Well, there weren’t any fish.
I’ll be taking some time soon. Time for me. Time for reading a book with pages (not played and paused during a commute each day.) Time for building places for new life to grow. Time for naps.
It’s been over a decade since I started on this adventure with a small (20-30 people, mostly part-time) company. We’re over a thousand now and it’s time for me to go, I hear. Funding from this firm this. Restructuring that. Go be free out there.
It has been quite the ride. It didn’t feel real.
It feels real now.
It took me eleven years to cry at work. It was when my favorite person left last year. I’ve cried more in the last few days than perhaps any time in my life. And the people around me, crying with me…I feel for them. They are why I cry.

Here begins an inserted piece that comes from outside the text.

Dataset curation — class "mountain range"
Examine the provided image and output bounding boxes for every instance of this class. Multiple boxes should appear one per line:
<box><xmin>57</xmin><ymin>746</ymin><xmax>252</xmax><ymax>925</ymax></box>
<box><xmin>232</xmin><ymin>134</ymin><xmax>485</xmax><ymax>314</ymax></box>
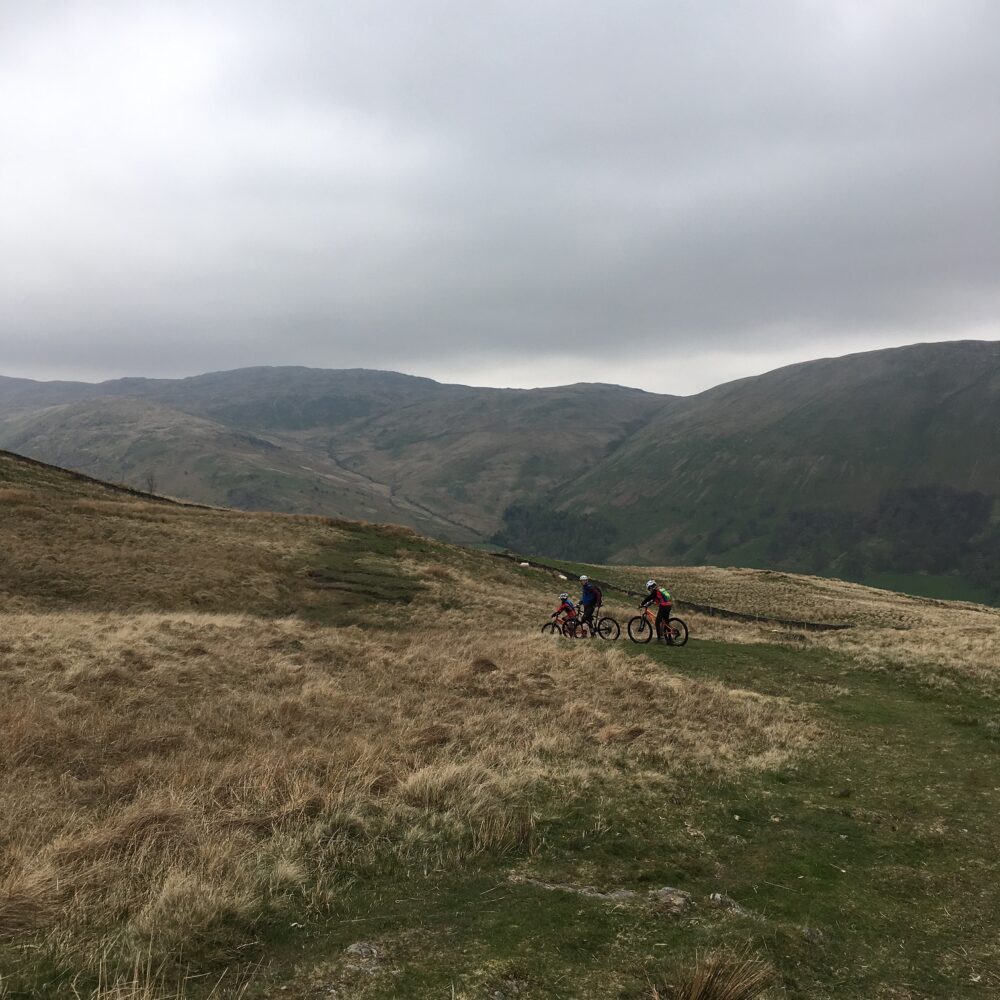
<box><xmin>0</xmin><ymin>341</ymin><xmax>1000</xmax><ymax>599</ymax></box>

I needed to visit this today. And there it was.
There’s an offer on my garden (and the house that belongs to it.) I may leave my job, sell our house, celebrate both kids’ birthdays, two weddings, and a MIL retirement all in a month. And that’s not counting the usual well checks, and the haircuts, and the CPA and the and the and the…
I am looking forward to finding stillnes.
I am eager to unlearn. deprogram. revert.
I see that sunshine coming. I feel it licking at my skin, warming in laps. I know the other side will be bright. I know the next adventure will be here soon. I know.
I know I’d like to skip this part. I know I’d like to be there now. I don’t know so much.
I see the sunshine at the end of this. And I am grateful that time passes on its own so the sunshine inches closer each day no matter how the day goes.